Я был должником Катаева — он напечатал мой первый рассказ «Четвертая Мещанская» в «Юности», расхвалил его на Съезде писателей, да ещё и привез мне в подарок из Америки мою мальчишескую мечту — ковбойский шнурок с гравированной пластинкой. в которую был вделан кусочек аппалачской бирюзы.

Я не знал ни одного другого главного редактора, который был не только сам знаменит, но так обожал делать знаменитыми других. Катаев был крестным отцом всех шестидесятников. Я был всегда провинциально благодарным человеком, и мне хотелось сделать Катаеву какой-нибудь подарок.

К моему восторгу, на данный короткий отрезок времени я оказался в Париже знаменитей и богаче Катаева. Я пригласил Катаева на ужин и заехал за ним в гостиницу.

— А сколько у вас пиастров, Женя? — деловито спросил Катаев.

— Много, — ответил я гордо.

— А как много ваше много? — уточнил Катаев с интонацией мадам Стороженко, покупающей бычки у Гаврика.

Вывернув бумажник и все карманы, я высыпал груду мятых денег поверх двуспальной кровати.

— Деньги не уважают тех, кто не уважает их. Так мне когда-то сказал москательщик Либерзон с Дерибасовской, когда я пытался у него купить бенгальские свечи, подсунув ему рваный рубль, — неодобрительно заметил Катаев и начал с молниеносной артистичностью сортировать деньги, нежно разглаживая их морщины и группируя, как Наполеон кирасир перед Аустерлицем.

— Здесь восемнадцать тысяч двадцать два франка… — с тяжким, уважительным вздохом сказал он, испытующе глядя на меня. — Сколько из них мы можем инвестировать в ужин?

— Хоть все! — задохнулся я от восторга.

— Тогда это будет не простой ужин, а кутеж… Вы знаете, в чем разница между ужином и кутежом? — строго спросил Катаев.

— Н-ну… кутеж… это когда… долго… и много… — промямлил я.

— Не только долго и много, но и ши-кар-но!.. — поднял палец Катаев. — А еще, — он покачал пальцем, как маятником, — и разнообразно!

Лицо Катаева озарилось полководческой решимостью.

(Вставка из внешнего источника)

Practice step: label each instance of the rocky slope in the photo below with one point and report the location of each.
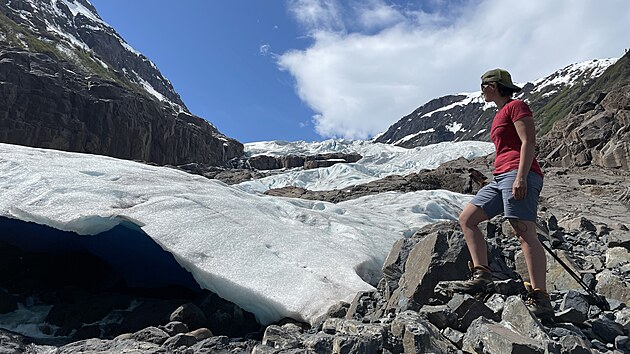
(597, 130)
(70, 82)
(467, 117)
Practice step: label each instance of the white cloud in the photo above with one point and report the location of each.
(265, 49)
(377, 15)
(317, 15)
(359, 83)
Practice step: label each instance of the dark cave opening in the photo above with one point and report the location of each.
(119, 281)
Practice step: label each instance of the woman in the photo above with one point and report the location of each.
(514, 191)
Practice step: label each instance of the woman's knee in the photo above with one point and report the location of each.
(471, 216)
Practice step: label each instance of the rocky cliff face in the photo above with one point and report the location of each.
(70, 82)
(467, 116)
(597, 131)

— Женя, эти деньги, доведенные вами до состояния вопиющей непрезентабельности, я аккуратно разложу по всем своим карманам, ибо в один карман они — пардон! — не влезают… Вам денег нельзя доверять, потому что при расчетах с официантами вы будете снова нещадно мять и терзать лица уважаемых государственных мужей Франции, среди которых, между прочим, есть лицо Виктора Гюго. Будем считать, что это ваша плата за обучение. Обучение литературе и Парижу… Итак, с какого кабака мы начнем? Разумеется, с «Шехерезады»…

Наши жены восхищенно напряглись и в унисон щелкнули раскрываемыми пудреницами.

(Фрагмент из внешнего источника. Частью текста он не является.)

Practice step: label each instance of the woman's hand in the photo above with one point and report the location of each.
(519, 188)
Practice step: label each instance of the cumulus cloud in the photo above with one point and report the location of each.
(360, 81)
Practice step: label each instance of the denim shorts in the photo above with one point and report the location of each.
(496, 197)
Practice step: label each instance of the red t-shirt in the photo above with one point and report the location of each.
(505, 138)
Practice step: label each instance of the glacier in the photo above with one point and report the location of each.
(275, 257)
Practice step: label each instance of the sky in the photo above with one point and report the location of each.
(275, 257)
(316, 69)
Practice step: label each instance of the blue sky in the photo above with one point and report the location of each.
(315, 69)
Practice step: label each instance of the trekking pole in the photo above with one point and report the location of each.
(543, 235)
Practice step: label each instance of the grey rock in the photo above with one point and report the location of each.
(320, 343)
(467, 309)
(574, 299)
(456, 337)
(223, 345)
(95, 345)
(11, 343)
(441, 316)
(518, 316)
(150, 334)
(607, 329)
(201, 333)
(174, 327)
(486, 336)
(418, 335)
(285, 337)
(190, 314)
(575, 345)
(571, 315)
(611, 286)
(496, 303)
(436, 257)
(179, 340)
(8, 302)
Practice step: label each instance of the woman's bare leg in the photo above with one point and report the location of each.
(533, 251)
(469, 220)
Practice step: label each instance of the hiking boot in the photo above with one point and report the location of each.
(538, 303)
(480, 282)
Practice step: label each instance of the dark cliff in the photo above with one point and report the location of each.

Я почти застонал, млея от предвкушения.

Кабаре «Шехерезада» было главным местом действия ремарков-ского романа «Триумфальная арка», которым зачитывалось все наше поколение.

Каков же был мой все нараставший восторг, когда мы приехали в «Шехерезаду» и в дверях перед нами предстал во плоти герой Ремарка, он же заодно и певец — Миша Морозов, комплекции знаменитого борца времен катаевской юности — Ивана Заики на, но с лимонным, совсем нерусским лицом и тонкой полоской вкрадчивых усиков.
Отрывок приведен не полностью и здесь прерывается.